我々日本人には古くから「恥」を重んじる文化があり、失敗は恥であると捉えられている。恥をかく失敗は生きる上でのリスクであり、失敗を避けるために安全で確実な道を選ぼうとする。しかし、これでは世界の競争に後れを取って当然だ。なぜ、失敗を恐れるのかを突き詰めて考えてみたい。
15歳で失敗を恐れている日本人気質
OECD(経済協力開発機構)では、「PISA」と呼ばれる生徒の学習到達度調査を実施している。Programme for International Student Assessmentの略で、3年ごとに15歳の学生を対象にした調査だ。主要3項目は読解力、数学的リテラシー、科学的リテラシー。ほかに、国際的な理解や価値観を評価する「グローバルコンピテンス調査」もあるが、こちらには日本は参加していない。

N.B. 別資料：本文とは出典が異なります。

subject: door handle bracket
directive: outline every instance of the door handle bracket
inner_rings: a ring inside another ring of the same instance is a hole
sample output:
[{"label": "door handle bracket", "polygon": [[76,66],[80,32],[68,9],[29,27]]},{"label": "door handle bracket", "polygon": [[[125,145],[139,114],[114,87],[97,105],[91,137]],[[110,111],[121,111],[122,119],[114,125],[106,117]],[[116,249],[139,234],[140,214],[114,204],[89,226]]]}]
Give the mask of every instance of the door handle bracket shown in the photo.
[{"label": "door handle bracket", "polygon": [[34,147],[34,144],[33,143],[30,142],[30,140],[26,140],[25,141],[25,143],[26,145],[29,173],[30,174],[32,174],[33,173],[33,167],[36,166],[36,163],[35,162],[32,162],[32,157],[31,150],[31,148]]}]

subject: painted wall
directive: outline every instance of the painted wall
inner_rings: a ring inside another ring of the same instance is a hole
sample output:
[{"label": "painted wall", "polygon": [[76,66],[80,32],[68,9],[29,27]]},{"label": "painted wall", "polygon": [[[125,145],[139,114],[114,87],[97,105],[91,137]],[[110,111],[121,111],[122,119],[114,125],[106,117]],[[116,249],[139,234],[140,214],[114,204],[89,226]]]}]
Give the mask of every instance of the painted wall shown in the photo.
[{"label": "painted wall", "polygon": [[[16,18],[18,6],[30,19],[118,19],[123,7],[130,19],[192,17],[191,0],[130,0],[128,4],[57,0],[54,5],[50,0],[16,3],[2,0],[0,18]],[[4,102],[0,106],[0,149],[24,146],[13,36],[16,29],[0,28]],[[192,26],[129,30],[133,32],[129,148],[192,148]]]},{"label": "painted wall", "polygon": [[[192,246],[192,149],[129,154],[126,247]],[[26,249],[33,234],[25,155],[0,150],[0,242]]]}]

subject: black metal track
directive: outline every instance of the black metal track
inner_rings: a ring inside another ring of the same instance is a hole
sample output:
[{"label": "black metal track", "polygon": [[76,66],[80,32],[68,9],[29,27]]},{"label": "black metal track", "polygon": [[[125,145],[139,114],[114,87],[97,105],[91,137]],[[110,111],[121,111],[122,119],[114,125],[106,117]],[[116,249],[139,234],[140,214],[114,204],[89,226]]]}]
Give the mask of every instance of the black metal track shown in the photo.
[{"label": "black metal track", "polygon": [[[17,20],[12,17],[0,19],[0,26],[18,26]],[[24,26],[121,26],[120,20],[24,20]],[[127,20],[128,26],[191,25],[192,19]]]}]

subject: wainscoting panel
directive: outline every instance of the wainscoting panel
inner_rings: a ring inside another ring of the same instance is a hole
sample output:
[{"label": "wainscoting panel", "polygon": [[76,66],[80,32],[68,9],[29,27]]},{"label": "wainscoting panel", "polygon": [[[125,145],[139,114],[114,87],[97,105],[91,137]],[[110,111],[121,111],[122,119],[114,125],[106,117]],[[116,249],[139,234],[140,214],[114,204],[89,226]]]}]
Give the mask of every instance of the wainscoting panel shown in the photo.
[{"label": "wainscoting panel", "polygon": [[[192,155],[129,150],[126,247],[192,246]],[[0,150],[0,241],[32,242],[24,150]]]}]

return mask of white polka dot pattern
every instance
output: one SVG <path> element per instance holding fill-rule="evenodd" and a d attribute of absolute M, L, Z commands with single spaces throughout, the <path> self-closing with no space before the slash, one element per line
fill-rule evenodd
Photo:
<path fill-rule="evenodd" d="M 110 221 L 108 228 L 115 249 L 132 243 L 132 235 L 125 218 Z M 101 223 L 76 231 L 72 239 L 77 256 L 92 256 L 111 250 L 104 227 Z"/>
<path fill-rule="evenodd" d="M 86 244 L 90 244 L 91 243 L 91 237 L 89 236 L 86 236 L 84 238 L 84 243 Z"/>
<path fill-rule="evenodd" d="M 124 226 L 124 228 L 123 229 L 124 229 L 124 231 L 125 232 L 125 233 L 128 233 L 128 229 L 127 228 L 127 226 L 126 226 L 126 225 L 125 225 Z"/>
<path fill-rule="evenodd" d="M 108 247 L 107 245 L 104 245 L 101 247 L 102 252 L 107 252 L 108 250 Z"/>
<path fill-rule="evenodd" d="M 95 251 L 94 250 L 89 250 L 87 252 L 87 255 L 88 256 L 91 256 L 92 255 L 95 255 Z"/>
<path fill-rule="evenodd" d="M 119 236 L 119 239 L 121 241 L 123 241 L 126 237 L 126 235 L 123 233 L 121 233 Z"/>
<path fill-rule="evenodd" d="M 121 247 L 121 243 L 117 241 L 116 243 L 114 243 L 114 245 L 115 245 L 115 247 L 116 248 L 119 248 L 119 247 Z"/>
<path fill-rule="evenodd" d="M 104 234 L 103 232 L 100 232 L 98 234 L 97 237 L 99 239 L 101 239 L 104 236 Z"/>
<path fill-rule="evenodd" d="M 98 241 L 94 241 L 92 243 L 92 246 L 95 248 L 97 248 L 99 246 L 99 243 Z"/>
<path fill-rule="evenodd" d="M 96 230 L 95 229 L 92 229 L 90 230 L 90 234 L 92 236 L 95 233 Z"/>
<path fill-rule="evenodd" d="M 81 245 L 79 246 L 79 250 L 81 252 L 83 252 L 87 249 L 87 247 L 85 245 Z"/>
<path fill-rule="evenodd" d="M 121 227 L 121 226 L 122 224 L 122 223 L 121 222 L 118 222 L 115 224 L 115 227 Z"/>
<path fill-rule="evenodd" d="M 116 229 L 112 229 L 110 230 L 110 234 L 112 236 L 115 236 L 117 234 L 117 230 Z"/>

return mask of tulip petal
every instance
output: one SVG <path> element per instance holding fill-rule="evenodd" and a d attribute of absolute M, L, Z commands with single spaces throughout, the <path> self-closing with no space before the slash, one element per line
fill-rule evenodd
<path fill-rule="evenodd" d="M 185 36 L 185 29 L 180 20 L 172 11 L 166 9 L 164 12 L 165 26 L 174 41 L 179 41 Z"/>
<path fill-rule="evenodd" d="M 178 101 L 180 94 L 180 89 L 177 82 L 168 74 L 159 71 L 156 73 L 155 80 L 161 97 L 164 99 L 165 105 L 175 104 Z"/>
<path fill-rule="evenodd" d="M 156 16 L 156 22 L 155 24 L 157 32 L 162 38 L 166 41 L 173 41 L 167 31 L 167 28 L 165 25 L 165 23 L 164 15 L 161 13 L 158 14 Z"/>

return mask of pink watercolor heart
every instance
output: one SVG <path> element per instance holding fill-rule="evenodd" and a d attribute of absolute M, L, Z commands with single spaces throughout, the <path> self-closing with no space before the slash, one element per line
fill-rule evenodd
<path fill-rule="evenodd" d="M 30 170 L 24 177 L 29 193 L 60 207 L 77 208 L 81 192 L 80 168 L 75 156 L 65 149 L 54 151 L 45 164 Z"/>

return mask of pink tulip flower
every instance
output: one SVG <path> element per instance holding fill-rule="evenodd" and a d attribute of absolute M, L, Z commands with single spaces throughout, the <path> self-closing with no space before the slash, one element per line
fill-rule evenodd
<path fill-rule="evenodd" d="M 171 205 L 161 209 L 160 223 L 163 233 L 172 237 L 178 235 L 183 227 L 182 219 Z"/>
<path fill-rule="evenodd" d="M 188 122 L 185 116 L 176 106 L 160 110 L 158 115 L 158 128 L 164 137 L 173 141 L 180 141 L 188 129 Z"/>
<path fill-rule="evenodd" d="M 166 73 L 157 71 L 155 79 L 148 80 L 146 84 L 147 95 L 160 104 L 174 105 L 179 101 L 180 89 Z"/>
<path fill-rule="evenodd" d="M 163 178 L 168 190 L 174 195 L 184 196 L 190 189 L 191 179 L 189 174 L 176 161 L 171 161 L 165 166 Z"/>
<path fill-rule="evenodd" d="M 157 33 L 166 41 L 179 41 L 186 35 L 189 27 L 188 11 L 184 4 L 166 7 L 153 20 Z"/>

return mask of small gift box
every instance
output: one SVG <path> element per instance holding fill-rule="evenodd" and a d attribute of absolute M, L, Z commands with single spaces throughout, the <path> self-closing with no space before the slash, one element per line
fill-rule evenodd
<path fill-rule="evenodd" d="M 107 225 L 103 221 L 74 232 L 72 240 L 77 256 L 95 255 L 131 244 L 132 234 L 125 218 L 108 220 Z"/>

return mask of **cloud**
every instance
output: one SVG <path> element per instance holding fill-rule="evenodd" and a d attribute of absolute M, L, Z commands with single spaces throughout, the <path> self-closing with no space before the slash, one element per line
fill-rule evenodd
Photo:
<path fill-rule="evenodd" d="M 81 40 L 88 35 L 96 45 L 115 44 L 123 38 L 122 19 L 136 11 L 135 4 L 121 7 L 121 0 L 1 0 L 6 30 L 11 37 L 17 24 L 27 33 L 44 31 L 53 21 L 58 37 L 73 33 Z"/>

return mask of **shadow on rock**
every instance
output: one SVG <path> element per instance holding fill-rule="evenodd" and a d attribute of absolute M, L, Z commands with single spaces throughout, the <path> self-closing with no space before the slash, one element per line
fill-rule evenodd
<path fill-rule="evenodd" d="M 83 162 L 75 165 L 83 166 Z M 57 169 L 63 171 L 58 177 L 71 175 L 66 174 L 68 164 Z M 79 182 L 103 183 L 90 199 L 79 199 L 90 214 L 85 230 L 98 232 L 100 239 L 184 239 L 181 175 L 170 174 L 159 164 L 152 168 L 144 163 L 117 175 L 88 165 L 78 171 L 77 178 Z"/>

PISAには、生徒に対して詳細に質問するICT活用調査や生徒質問調査があり、公開されている直近(2018年)の調査データに興味深いものがあった。生徒質問調査61項目の46番目に以下の3つの質問をして、失敗を恐れる程度を調査した結果である。
①失敗しそうなとき、他の人が自分のことをそう思うのかが気になる
②失敗しそうなとき、自分に十分な才能がないかもしれないと不安になる
③失敗しそうなとき、自分の将来への計画に疑問を持つ
OECD諸国の中で日本は最も失敗を恐れる程度が高く、男性より女性にその傾向があるそうだ(図1)。傾向として、平均能力の高い国ほどその傾向があるという。他人から見られる目、自己能力に対しての自信のなさ、ひいては将来まで悲観的になる。生を受けてたった15年でこのように消極的で自信の無い心を持つことは、その成長過程での経験が影響していることは間違いない。このような現実を突きつけられると、日本の弱点との関連を考えざるをえなくなる。
図1:Index of fear of failure(出典:OECDライブラリ)拡大画像表示
失敗を恐れる要因を考察する
まず、「日本人は失敗を恐れる」という仮説を立て、それを検証するための要因を挙げてみたい。1つは日本人の基本的な気質にあるかもしれない。謙虚、控えめ、でしゃばらないなど、よしあしは別としてこの傾向は強い。見方によっては美徳になるが、競争社会において世界と伍して戦うには弱みになる面があるのは否めない。
この基本気質から生じる積極性のなさはいろいろなところに現象として現れる。会合やイベントを開催すれば皆、後ろの方から座りたがる。大学からの講師依頼を受けて授業に行くと、生徒たちも後ろから座り、前の席が空く。セミナーでも教室でもきっかけを作って促さないと積極的に質問をしない。街頭インタビューを受けても、最近の若者はきちんと話すようになってきたが、海外の若者のように自分の考えを流暢に訴える姿と比べると違いを感じてしまう。
ディベートも避けようとする。これは教育期間中に訓練を受けていないことも要因になっていると思われるが、そもそもコミュニケーションが得意でない。以心伝心、言わぬが花、背中が語る、場の空気を読む、忖度する──などはコミュニケーション力のなさを補う独特の意思交流なのかもしれない。ディベートは争いではないけれど、争いごとを避け協調と安定を尊ぶ伝統的な文化や価値観が好まないのだろうか。そんなこんなで、最近ではコミュ障(コミュニケーション障害)という言葉が一般に定着した。
出る杭を打つ風潮も見逃せない。単なる羨望や嫉妬心からではなく、協調を尊ぶあまり、異質を嫌い排除しようとする必然的な行為なのかもしれない。出る杭ばかりでなく、裏を返せば失敗したら叩かれるだろうという恐れにつながる。日本人は、自分が他人にどう見られているかも大変気にする民族だと思う。世間を気にする背景には強い同調圧力もある。
同調圧力はコロナが蔓延した時期にも遺憾なく発揮され、自粛やマスク着用に強い圧力をかけて自粛警察と呼ばれるような人たちも現れた。総じて言えば自己認識が弱いのではないかと思う。自分に自信が持てないと言ってもいい。個に自律がないのだ。これは日本の教育や人材育成の弱点に思える。